Eva Kreisky starb am 14. August 2024, wenige Tage vor ihrem 80. Geburtstag. Das hier zu besprechende Buch Diskreter Maskulinismus. Kritische Zeitdiagnosen mit einer Auswahl ihrer Texte aus 25 Jahren Forschungsarbeit (1984 bis 2009) erschien am 18. September 2024. In ihrem Nachruf in den Feministischen Studien schreiben Birgit Sauer und Marion Löffler zur Veröffentlichung des Bandes:
„Es ist traurig, dass Eva Kreisky das nicht mehr erlebt hat. Weit trauriger ist aber für die feministische politikwissenschaftliche Community der Verlust eines kritischen und streitbaren Geistes und einer solidarischen Person.“[1]

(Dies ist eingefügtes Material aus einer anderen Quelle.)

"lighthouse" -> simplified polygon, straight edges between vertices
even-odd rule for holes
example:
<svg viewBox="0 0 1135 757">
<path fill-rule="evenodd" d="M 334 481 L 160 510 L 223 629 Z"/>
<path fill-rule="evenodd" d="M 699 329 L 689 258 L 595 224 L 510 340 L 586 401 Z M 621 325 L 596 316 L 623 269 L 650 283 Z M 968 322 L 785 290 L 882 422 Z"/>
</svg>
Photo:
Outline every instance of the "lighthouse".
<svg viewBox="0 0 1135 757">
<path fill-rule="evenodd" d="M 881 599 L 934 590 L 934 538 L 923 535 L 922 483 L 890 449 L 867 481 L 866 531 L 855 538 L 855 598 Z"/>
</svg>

Dieser kritische und streitbare Geist Eva Kreiskys wird in allen der hier zusammengetragenen Beiträge lebendig – in ihrer präzisen Begriffsarbeit ebenso wie durch ihre pointiert-ironische Sprache im Umgang mit den expliziten und impliziten Dimensionen von Politik und Geschlecht. Dabei verknüpft sie theoretische Genauigkeit im Hinblick auf Grundfragen der politischen Theorie mit ihrer wegweisenden Perspektive auf die autoritären Tiefendimensionen von Bürokratie und einer durch männerbündische Mechanismen stabilisierten, aus Kreiskys Sicht unvollständigen Demokratie.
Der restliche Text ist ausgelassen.